For an information theory class, I am studying the proof for Fano's inequality, i.e.:
$H(P_e) + P_elog(|X|) \geq H(X|\hat{X}) \geq H(X|Y)$
Where $H(X)$ is the entropy of the random variable X $\hat{X}$ is an estimate of the random variable X, and $P_e$ is the probability of getting it wrong. Also,
$X \rightarrow Y \rightarrow \hat{X} $ is a Markov chain.
I am following the proof from Cover and Thomas' Elements of Information Theory.
The first step is to define a random variable E:
$ E = 1 $ if $\hat{X} \neq X$
$ E = 0 $ if $\hat{X} = X$
Then these two equations I cannot explain are written:
$H(E,X|\hat{X}) = H(X|\hat{X}) + H(E|X, \hat{X})$;
$H(E,X|\hat{X}) = H(E|\hat{X}) + H(X|E,\hat{X})$.

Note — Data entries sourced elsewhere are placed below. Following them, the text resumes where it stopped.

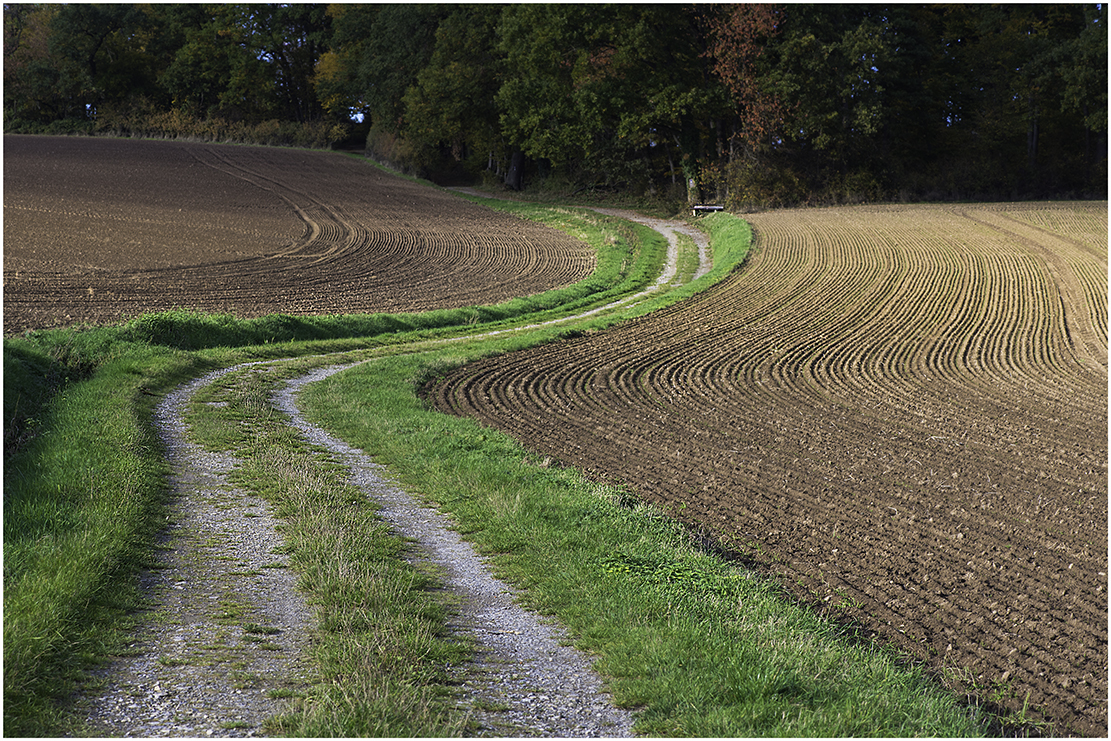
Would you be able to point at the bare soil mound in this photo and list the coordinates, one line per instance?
(898, 411)
(99, 230)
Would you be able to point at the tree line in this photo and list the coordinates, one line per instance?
(748, 104)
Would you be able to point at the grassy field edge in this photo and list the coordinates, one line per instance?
(84, 478)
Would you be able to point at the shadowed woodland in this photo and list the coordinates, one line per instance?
(748, 106)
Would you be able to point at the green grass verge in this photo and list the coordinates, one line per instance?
(83, 468)
(704, 649)
(84, 487)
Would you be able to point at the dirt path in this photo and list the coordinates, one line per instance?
(226, 634)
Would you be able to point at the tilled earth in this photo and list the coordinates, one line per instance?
(100, 230)
(898, 411)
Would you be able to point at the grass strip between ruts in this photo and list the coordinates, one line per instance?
(701, 648)
(84, 477)
(666, 619)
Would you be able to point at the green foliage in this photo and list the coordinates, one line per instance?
(833, 102)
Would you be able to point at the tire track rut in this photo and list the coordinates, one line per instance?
(197, 671)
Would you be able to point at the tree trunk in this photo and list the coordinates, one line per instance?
(514, 176)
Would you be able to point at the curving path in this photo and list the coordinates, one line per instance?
(196, 671)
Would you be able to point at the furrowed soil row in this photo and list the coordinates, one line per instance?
(886, 411)
(99, 230)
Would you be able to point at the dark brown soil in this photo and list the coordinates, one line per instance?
(99, 230)
(899, 412)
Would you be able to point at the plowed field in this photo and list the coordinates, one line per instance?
(98, 230)
(898, 411)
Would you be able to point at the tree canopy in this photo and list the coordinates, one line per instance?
(748, 103)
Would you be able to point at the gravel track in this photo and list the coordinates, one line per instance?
(196, 671)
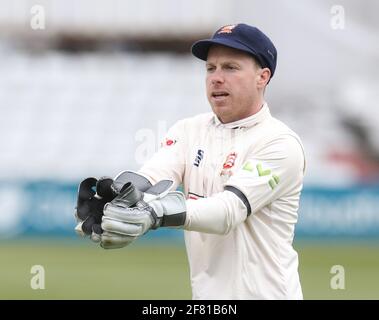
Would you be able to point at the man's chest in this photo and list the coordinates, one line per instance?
(213, 157)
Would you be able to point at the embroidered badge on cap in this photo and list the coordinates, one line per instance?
(227, 29)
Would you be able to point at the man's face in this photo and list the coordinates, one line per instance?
(233, 83)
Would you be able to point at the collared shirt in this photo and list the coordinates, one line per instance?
(243, 182)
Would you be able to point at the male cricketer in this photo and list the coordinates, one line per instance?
(241, 172)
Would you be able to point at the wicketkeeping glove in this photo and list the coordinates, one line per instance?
(93, 194)
(157, 207)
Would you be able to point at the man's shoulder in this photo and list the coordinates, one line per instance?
(278, 128)
(197, 120)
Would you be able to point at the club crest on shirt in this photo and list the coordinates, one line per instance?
(198, 158)
(228, 164)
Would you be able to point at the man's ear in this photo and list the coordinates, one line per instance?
(264, 77)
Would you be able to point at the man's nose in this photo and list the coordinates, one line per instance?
(216, 77)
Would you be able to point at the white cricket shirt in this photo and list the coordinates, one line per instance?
(243, 182)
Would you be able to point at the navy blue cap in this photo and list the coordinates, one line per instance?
(241, 37)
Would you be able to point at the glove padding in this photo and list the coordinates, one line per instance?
(157, 207)
(93, 194)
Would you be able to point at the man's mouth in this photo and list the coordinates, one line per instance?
(219, 95)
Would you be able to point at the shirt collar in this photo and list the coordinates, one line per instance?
(248, 122)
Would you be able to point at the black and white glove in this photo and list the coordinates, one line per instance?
(157, 207)
(93, 194)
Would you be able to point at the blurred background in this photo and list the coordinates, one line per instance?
(88, 88)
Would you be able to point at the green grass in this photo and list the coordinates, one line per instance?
(81, 270)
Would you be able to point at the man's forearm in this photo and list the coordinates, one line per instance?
(218, 214)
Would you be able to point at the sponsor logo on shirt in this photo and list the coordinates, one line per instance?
(169, 142)
(228, 164)
(199, 157)
(194, 196)
(262, 171)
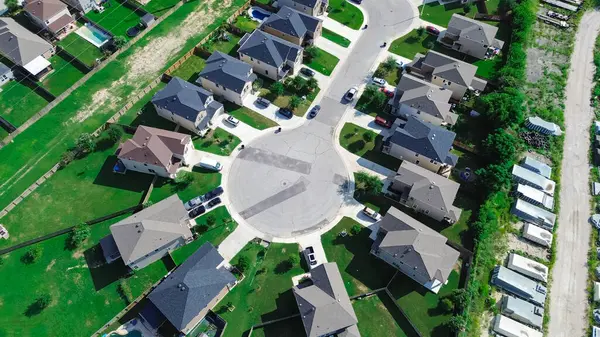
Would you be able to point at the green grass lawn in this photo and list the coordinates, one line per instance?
(323, 63)
(346, 13)
(353, 138)
(64, 76)
(81, 49)
(190, 69)
(265, 295)
(18, 103)
(335, 37)
(217, 141)
(254, 119)
(116, 18)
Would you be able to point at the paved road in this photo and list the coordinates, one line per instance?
(568, 305)
(291, 183)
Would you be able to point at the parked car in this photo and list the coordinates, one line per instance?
(197, 211)
(307, 72)
(214, 202)
(432, 30)
(378, 81)
(232, 120)
(263, 102)
(388, 93)
(350, 95)
(371, 213)
(383, 122)
(287, 113)
(314, 111)
(197, 201)
(309, 254)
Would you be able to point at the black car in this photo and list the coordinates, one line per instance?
(197, 211)
(214, 202)
(307, 72)
(286, 113)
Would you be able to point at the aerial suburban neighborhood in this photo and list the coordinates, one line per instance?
(300, 168)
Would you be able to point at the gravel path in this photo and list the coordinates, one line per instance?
(568, 306)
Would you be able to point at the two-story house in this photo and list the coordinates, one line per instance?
(427, 101)
(446, 72)
(471, 37)
(227, 77)
(423, 144)
(426, 192)
(296, 27)
(156, 151)
(416, 250)
(51, 15)
(270, 55)
(188, 105)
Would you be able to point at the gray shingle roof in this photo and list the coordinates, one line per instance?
(151, 228)
(192, 286)
(227, 71)
(426, 139)
(412, 243)
(20, 45)
(269, 49)
(325, 306)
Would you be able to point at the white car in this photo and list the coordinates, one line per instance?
(232, 120)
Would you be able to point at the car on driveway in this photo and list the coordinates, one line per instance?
(351, 94)
(314, 111)
(307, 72)
(197, 212)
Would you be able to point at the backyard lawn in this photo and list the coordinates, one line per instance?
(335, 37)
(81, 49)
(346, 13)
(265, 293)
(366, 144)
(254, 119)
(323, 63)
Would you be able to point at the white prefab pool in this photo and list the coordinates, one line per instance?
(93, 35)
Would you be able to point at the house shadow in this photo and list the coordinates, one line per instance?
(103, 274)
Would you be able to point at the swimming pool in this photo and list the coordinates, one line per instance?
(93, 35)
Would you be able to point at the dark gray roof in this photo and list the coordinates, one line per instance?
(227, 71)
(192, 286)
(426, 139)
(182, 98)
(268, 48)
(325, 306)
(292, 22)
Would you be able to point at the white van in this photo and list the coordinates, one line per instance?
(210, 164)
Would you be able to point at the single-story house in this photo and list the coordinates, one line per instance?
(188, 105)
(148, 235)
(270, 55)
(186, 295)
(447, 72)
(424, 144)
(324, 305)
(227, 77)
(416, 250)
(156, 151)
(294, 26)
(24, 48)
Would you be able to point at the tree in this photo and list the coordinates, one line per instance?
(277, 88)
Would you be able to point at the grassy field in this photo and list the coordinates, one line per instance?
(18, 103)
(364, 143)
(81, 49)
(40, 146)
(254, 119)
(323, 63)
(335, 37)
(264, 295)
(64, 76)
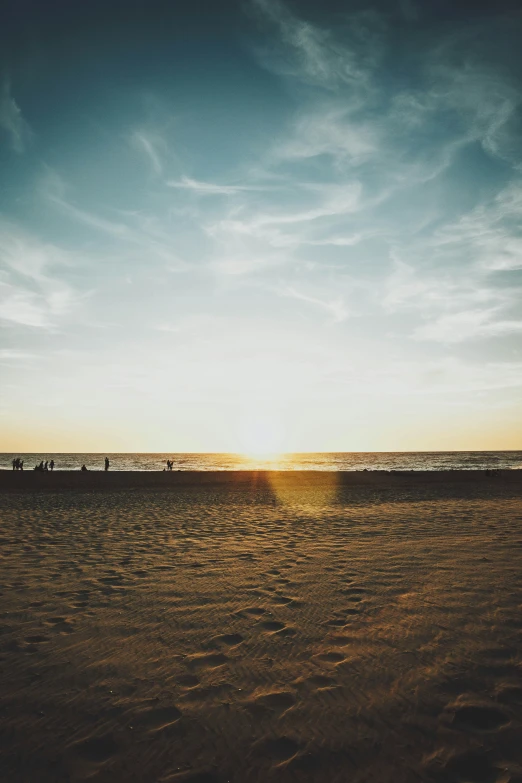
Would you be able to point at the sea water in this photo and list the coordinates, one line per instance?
(418, 460)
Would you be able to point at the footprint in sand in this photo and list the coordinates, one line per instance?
(211, 661)
(340, 640)
(320, 681)
(158, 718)
(279, 749)
(278, 701)
(272, 626)
(97, 749)
(229, 639)
(282, 600)
(478, 718)
(331, 657)
(60, 624)
(187, 680)
(335, 623)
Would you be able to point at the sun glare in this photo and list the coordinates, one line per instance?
(261, 436)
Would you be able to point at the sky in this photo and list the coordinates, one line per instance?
(260, 226)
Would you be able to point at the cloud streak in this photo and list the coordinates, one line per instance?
(11, 119)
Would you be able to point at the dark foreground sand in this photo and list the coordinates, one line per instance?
(261, 627)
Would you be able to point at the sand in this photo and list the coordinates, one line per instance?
(261, 627)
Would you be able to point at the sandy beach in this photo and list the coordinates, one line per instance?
(236, 626)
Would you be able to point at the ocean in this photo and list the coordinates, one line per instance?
(411, 460)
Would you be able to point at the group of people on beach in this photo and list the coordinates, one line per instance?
(47, 465)
(18, 464)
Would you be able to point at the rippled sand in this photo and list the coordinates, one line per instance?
(268, 628)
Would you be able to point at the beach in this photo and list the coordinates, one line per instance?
(261, 626)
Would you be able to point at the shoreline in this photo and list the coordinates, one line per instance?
(246, 480)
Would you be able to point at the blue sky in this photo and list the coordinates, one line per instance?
(260, 225)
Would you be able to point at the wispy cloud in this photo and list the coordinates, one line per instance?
(30, 292)
(149, 144)
(335, 307)
(210, 188)
(467, 325)
(12, 120)
(316, 55)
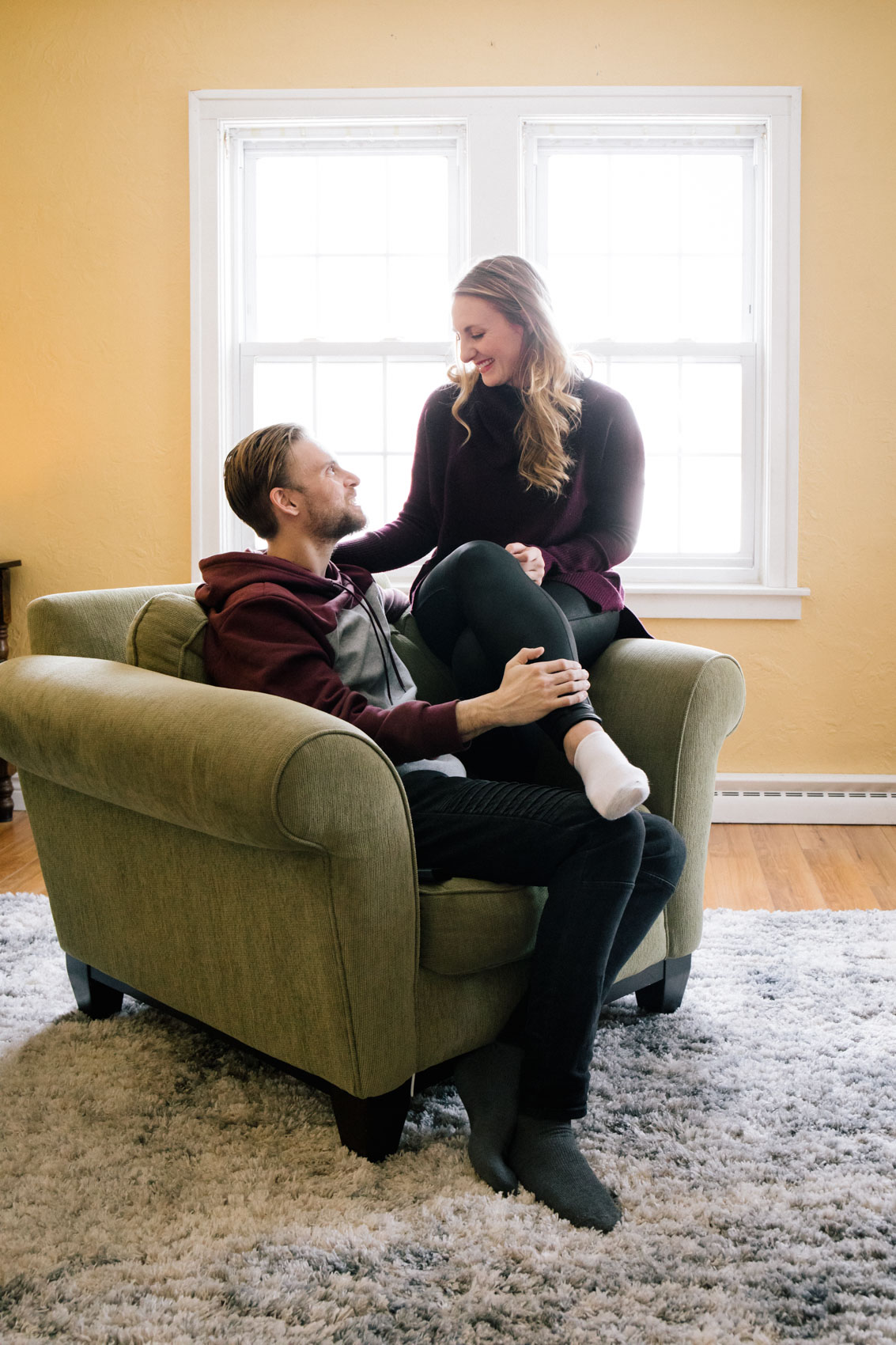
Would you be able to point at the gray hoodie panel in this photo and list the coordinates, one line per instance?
(366, 662)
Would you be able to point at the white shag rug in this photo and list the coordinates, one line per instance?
(157, 1187)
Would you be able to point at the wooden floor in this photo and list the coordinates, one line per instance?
(751, 868)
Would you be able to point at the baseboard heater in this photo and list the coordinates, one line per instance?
(807, 799)
(811, 801)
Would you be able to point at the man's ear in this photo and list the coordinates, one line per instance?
(285, 499)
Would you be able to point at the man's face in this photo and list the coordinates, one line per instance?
(324, 493)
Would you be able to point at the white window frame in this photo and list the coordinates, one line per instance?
(495, 121)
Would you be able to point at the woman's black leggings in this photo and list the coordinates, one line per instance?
(477, 608)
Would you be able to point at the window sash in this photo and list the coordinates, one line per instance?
(495, 161)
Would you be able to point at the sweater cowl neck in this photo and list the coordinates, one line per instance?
(497, 411)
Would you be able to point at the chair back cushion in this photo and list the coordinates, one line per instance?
(167, 635)
(92, 624)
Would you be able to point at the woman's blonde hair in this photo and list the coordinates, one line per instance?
(546, 373)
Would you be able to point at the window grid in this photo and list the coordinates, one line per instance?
(220, 121)
(546, 144)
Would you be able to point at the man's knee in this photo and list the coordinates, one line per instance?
(663, 843)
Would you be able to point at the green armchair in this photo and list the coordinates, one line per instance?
(248, 862)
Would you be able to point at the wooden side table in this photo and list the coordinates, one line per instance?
(6, 775)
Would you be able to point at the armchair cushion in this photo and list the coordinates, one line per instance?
(470, 924)
(167, 635)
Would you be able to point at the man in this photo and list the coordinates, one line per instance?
(293, 623)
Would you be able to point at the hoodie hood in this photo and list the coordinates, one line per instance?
(233, 572)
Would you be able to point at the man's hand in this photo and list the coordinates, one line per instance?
(527, 691)
(531, 559)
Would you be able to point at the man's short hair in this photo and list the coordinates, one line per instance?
(253, 468)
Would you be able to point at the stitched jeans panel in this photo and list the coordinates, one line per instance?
(607, 883)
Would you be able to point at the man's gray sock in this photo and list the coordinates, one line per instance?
(549, 1164)
(489, 1085)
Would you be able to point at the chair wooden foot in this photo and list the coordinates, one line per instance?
(92, 997)
(665, 995)
(372, 1126)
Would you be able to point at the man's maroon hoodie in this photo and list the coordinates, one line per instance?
(278, 628)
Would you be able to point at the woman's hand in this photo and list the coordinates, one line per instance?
(531, 559)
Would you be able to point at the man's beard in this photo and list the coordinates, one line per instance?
(337, 524)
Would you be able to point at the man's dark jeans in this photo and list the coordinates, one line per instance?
(607, 883)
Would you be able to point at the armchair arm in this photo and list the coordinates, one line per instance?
(671, 707)
(312, 799)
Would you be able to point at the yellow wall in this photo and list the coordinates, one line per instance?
(94, 339)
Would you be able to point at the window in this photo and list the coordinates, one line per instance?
(327, 232)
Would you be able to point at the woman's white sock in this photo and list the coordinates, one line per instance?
(614, 786)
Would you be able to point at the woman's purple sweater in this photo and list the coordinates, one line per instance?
(462, 493)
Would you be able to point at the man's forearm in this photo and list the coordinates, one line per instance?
(477, 716)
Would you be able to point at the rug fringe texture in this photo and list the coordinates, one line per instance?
(159, 1187)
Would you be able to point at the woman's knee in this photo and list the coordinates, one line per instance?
(479, 555)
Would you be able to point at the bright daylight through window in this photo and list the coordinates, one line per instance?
(346, 218)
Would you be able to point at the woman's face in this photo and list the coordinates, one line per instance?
(487, 339)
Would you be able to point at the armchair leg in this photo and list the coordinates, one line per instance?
(92, 997)
(665, 995)
(372, 1126)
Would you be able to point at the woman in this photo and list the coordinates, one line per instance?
(521, 447)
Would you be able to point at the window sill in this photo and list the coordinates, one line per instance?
(716, 601)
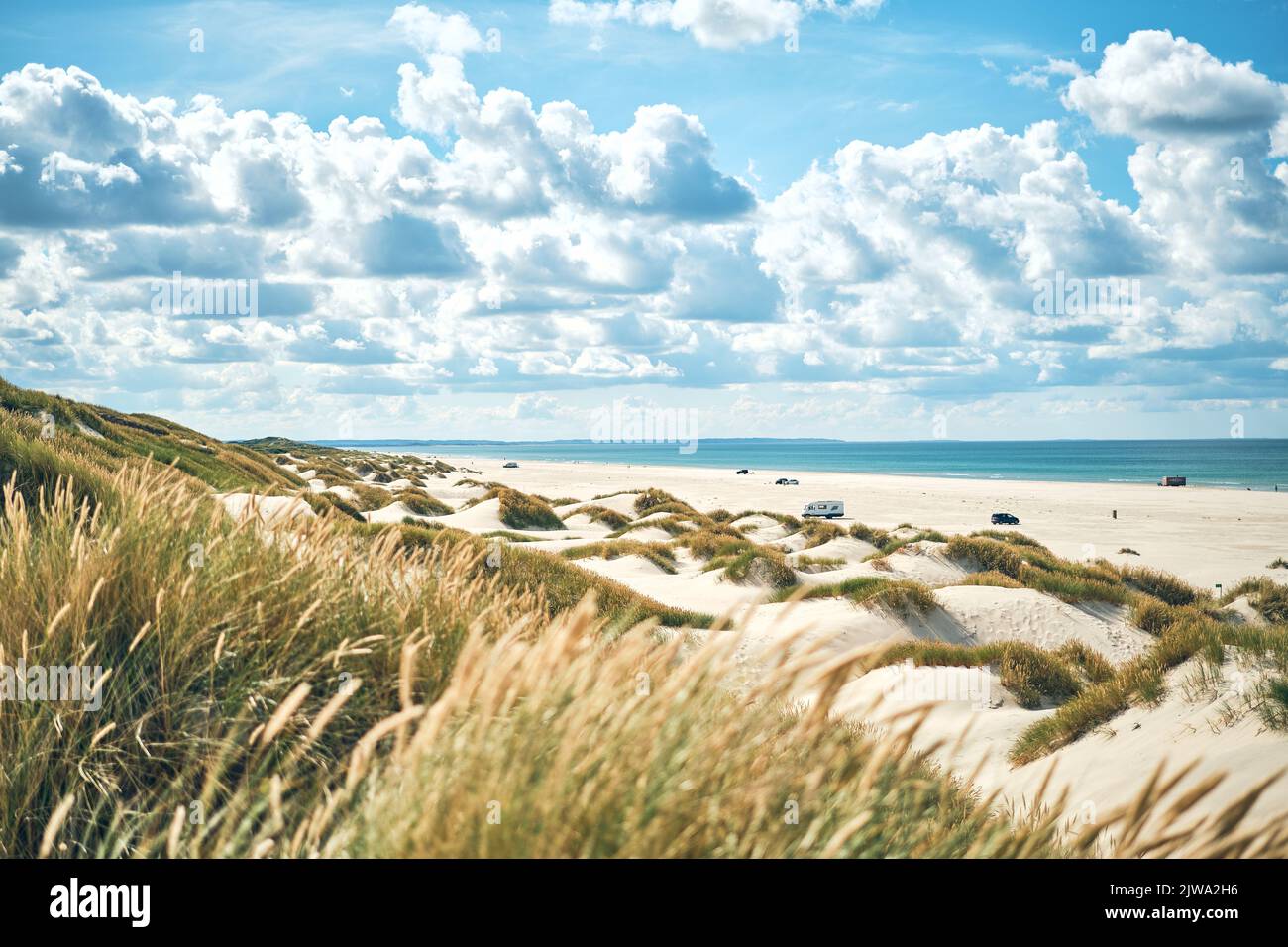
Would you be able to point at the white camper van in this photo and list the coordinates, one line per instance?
(831, 509)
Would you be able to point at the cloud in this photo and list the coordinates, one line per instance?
(1157, 86)
(436, 34)
(716, 24)
(487, 244)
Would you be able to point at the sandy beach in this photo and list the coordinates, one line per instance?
(1206, 715)
(1202, 535)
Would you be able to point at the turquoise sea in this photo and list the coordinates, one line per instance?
(1229, 463)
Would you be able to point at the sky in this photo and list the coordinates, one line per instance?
(868, 221)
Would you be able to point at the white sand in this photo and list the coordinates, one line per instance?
(1205, 536)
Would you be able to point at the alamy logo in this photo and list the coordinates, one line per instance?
(24, 684)
(913, 684)
(627, 424)
(1073, 296)
(196, 296)
(75, 899)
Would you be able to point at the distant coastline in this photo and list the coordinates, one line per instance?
(1225, 463)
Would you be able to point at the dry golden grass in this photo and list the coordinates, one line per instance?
(330, 688)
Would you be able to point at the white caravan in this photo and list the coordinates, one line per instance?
(829, 509)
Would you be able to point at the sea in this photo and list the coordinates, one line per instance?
(1225, 463)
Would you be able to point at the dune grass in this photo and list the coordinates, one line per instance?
(1266, 596)
(421, 502)
(756, 566)
(520, 510)
(658, 553)
(1035, 678)
(816, 564)
(601, 514)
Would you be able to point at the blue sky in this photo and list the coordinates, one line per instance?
(846, 235)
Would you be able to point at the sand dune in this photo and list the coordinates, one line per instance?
(986, 613)
(1201, 535)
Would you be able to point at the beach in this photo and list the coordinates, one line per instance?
(1205, 536)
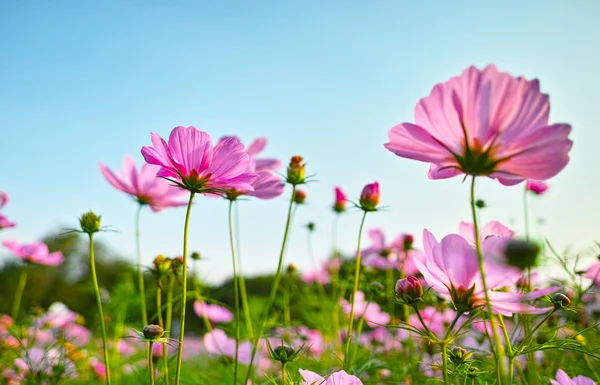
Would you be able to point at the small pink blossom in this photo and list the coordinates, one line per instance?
(537, 187)
(143, 185)
(36, 252)
(488, 123)
(563, 379)
(336, 378)
(190, 160)
(214, 313)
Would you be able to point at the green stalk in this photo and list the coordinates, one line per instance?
(236, 294)
(19, 293)
(243, 292)
(274, 288)
(99, 303)
(184, 290)
(354, 290)
(499, 356)
(140, 267)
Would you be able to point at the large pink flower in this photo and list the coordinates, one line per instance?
(451, 268)
(485, 122)
(191, 161)
(143, 185)
(337, 378)
(563, 379)
(36, 252)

The rest of the proof relies on these equations, but I do not understand how they are found; I imagine it is a simple application of the entropy chain rule and of the rule for conditional entropy, but I can't derive them from the general equations.
Could I get the step-by-step derivation of both, starting from $H(E,X|\hat{X})$? Thank you kindly!
Best Answer
Yes, it is just the chain rule for entropy.
The chain rule for entropy is Theorem 2.2.1 in Cover and Thomas. $$H(X,Y) = H(X) + H(Y|X)$$ You can use the chain rule when you condition on another random variable $Z$. In this case, you get $$H(X,Y|Z) = H(X|Z) + H(Y|X,Z)$$ The proof is word for word the same as the proof of the original chain rule. In this case, write each of the probabilities conditioned on $z$. For example, write $p(x,y|z)$ instead of $p(x,y)$.
Or, alternatively, you can write something like this (as they suggest in Eqn. (2.20)): \begin{align*} H(X,Y|Z) &= -E[\log p(X,Y|Z)] \\ &= -E[\log p(X|Z)] - E[\log p(Y|X,Z)] \\ &= H(X|Z) + H(Y|X,Z) \end{align*}
With this version of the chain rule for conditional entropies, you get the two equations that you wanted by applying it to the random variables $X, \hat{X}, E$.